By Taha Özhan
"Once this border was wide open, as Turkey allowed rebel groups of any stripe easy access to the battlefields in Syria in an effort to topple President Bashar al-Assad. But that created fertile ground in Syria for the development of the Sunni militant group that launched a blitzkrieg in Iraq this month, the Islamic State of Iraq and the Levant [ISIL]."
These lines were taken from a New York Times article, titled “After Opening the Way to Rebels, Turkey is a Paying Heavy Price,” penned by Ben Hubbard and Ceylan Yengisu. The article’s title repeats the worn out cliché that the Western media has been using since the beginning of the Syrian uprising. The article does not offer any serious evidence to support its bold claim. Despite the fact that it never explicitly claims Turkey created the chaos, the article concludes, “Now, with the rise of ISIL, the Turkish government is paying a steep price for the chaos it helped create.” In an effective display of journalism, the authors seek support for the conclusion they reach by way of the truckers, through sources who are neither experts on Syria nor Iraq, but who have been outspokenly critical of Turkey’s foreign policy on both. No doubt, those sources support this conclusion, and the NYT article is considered a fine example of journalism on Turkey.
No doubt, Turkey’s foreign policy on Syria and Iraq has had its share of fluctuations over the years.
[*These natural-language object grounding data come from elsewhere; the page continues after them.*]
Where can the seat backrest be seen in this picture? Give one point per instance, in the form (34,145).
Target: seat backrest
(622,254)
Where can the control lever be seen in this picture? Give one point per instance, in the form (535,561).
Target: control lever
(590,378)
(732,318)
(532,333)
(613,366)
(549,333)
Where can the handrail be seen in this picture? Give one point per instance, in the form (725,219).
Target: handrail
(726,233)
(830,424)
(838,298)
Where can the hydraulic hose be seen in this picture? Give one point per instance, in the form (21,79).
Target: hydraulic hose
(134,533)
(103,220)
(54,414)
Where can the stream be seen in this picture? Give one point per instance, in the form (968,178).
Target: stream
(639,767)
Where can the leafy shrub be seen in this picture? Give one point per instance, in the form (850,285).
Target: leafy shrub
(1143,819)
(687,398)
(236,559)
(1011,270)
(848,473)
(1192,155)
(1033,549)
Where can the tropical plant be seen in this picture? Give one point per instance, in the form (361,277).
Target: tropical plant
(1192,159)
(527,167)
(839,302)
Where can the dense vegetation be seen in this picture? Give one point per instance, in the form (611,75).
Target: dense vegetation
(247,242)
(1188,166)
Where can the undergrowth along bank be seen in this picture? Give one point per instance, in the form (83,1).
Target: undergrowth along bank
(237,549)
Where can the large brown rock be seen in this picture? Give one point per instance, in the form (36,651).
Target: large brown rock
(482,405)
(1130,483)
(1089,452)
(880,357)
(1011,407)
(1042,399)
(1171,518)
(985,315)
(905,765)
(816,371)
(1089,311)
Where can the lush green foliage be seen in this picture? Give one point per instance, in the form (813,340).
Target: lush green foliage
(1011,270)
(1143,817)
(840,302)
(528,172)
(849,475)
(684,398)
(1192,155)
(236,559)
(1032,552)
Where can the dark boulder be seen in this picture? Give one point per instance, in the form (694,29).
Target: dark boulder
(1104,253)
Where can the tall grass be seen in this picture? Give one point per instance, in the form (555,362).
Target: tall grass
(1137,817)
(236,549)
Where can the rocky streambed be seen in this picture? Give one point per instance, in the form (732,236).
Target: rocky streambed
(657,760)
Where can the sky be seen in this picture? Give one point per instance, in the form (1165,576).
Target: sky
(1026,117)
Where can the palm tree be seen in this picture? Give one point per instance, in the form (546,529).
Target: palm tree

However, to paint Turkey as the culprit of the Syrian and Iraqi crisis undermines the gravity of the situation, to say the least. Especially the claim that Turkey was instrumental on the emergence and growth of ISIL is a claim — if it is not outright ignorant — that seems to serve a particular agenda. Just a working knowledge of geography is enough to disprove it. ISIL, which emerged in Iraq, did not need the Turkish border to get into Syria. Anyone who can read a map can see there is a 600 km border between Iraq and Syria. Furthermore, the political conditions that made ISIL possible have nothing to do with Turkey. Anyone who gives the situation serious consideration can see the emergence of organizations such as ISIL is the byproduct of the U.S. invasion of Iraq.
Similarly, it was the U.S. foreign policy on Syria, – the denouncement of which led two American diplomats to resign from their post - that brought about the current circumstance of the crisis in Syria. Careful evaluation of Fred Hoff’s and Robert Ford’s critique of the U.S. policy on Syria clearly shows the factors and actors that contributed to the crisis in Syria. The current chaos in Iraq and Syria can be blamed on the United States’s passive support of those who fought tooth and nail to keep the Baath regime alive, as much as it can be blamed on al-Assad.
As such, the question of what exactly Turkey did to bring about the chaos in Syria seriously needs to be attended to. An analysis - beyond the public diplomacy and intelligence manipulations that do not rely on any evidence - is needed. It is highly probable that such an analysis will state that despite minor conjectural and tactical errors, Turkey not only did not contribute to the crisis, but to a great extent it absorbed the impact of the crisis.